Yüzde oluşan dinamik kırışıklıklar ile mücadele etmede kullanılan en popüler yöntemlerden biri botokstur. Botoks uygulamasının etki süresi kişiden kişiye değişmekle birlikte genellikle 3-6 ay arasında gerçekleşir. Botoks yöntemi sinir uçlarından bir maddenin salınımını buna bağlı olarak da ilgili sinirin etkilediği kasın hareketini durdurarak etki eder.
Dermal dolgular; skarları düzleştirilme, inişli çıkışlı ve gevşek hatları belirleme, kırışıklıkları ve kıvrımları düzeltme, deriye yenilenmiş bir görünüm kazandırma amacıyla yapılır. Kişideki soruna göre farklı dolgu maddelerinin kullanılmasıyla cildin dolgunlaştırılması, düzgün ve nemli bir görünüm kazandırılması mümkün olur.
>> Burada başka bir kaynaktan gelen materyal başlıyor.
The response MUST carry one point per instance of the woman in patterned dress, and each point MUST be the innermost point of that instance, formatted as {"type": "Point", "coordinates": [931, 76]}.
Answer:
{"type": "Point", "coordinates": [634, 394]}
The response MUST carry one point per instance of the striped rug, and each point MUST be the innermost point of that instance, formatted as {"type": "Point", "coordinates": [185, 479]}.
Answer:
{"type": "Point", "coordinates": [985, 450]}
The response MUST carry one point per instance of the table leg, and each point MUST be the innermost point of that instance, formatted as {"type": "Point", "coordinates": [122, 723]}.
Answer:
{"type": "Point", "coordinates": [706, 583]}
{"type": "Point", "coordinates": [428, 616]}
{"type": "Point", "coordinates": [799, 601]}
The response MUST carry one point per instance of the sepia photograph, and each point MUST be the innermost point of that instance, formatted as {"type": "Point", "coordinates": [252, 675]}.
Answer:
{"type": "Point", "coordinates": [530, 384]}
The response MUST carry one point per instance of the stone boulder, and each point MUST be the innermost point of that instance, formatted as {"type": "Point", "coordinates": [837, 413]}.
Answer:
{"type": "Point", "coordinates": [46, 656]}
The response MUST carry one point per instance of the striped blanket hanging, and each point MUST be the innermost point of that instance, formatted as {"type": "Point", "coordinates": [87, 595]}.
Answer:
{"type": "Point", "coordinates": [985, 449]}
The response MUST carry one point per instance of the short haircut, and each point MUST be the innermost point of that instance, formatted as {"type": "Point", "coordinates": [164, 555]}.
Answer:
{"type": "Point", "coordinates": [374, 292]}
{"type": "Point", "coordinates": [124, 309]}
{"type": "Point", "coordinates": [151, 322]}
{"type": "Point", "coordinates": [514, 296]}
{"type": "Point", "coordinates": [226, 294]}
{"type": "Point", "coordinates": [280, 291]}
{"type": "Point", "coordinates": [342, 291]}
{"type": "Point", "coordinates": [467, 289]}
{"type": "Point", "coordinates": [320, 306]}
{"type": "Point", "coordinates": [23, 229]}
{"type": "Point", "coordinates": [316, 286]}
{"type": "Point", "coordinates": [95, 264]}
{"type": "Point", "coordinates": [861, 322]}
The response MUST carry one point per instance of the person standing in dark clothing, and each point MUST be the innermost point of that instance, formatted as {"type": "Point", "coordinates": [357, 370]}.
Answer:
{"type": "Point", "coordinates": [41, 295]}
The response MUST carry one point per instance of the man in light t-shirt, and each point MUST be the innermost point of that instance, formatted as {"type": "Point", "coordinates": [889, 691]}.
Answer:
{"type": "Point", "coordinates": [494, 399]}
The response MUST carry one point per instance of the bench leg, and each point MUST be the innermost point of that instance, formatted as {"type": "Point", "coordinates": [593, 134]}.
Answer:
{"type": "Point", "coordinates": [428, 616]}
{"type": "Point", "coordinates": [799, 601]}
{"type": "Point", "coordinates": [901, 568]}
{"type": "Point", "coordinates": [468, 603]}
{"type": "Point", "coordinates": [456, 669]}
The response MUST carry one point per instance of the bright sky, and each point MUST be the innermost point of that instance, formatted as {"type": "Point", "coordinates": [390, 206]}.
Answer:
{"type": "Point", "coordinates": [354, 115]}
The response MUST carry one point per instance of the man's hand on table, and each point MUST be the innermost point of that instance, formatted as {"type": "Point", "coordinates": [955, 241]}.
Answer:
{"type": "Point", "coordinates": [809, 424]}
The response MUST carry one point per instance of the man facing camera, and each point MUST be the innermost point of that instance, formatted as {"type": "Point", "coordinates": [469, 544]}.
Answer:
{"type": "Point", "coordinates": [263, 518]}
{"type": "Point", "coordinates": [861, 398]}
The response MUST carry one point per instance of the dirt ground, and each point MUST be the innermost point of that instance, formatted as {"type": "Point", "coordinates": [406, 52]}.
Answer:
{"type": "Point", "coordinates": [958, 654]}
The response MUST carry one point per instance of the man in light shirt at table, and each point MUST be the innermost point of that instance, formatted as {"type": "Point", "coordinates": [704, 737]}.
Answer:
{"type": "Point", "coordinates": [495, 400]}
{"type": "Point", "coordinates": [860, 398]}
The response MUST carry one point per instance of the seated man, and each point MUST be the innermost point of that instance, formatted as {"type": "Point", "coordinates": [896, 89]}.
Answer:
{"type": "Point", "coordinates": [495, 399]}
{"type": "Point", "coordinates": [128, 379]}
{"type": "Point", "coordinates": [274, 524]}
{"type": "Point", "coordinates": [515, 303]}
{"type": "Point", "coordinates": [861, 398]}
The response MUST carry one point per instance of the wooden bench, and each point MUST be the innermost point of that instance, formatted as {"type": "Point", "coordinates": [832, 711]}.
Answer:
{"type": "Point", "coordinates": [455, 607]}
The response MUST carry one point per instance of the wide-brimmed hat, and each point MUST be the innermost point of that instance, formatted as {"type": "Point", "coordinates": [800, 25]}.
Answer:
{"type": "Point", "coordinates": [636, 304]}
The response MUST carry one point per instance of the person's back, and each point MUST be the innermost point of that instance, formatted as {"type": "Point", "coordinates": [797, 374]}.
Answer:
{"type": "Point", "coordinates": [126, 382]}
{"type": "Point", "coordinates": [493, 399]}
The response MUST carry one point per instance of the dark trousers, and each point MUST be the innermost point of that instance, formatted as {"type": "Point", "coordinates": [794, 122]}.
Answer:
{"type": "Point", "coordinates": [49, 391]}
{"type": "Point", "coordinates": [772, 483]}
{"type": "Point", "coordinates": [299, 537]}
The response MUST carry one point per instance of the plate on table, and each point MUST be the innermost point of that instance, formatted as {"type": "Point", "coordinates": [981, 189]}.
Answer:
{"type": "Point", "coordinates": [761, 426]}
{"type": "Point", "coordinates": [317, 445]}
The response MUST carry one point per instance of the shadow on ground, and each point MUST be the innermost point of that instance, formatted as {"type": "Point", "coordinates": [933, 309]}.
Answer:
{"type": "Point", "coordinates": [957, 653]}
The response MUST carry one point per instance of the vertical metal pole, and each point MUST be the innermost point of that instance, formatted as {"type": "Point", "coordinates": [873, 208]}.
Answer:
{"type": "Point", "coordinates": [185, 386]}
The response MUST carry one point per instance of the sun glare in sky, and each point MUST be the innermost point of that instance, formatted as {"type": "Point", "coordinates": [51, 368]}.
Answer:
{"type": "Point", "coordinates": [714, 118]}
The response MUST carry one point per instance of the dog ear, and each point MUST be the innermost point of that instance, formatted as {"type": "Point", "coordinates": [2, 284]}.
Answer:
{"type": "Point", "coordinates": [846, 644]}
Kimyasal peeling yönteminde bir ya da birkaç kimyasal ajan deriye uygulanır. Bu sayede farklı derinliklerde kontrollü hasar meydana getirilir. Daha sonra iyileşme döneminde yenilenmiş sağlıklı bir derinin ortaya çıkması amaçlanır. Kimyasal peeling cildin rengine, tipine, uygulama amacına ve derinliğine göre kişi özelinde planlanan bir yöntemdir. Yüzeysel peeling ile genelde üst deri tabakası yenilenir ve üst deri kökenli lekeler giderilir.
PRP yönteminde kişiden alınan bir miktar kan çeşitli işlemlerden geçirilir ve bileşenlerine ayrılır. Bu özel işlemler sonrası elde edilen az miktardaki trombosit yönünden zenginleştirilmiş plazma cildin gençleştirilmesi amacıyla hastaya yeniden enjekte edilir. PRP yöntemi yara izlerinin, kırışıklıkların, lekelerin ve saç dökülmesinin tedavisinde de kullanılan etkili bir prosedürdür.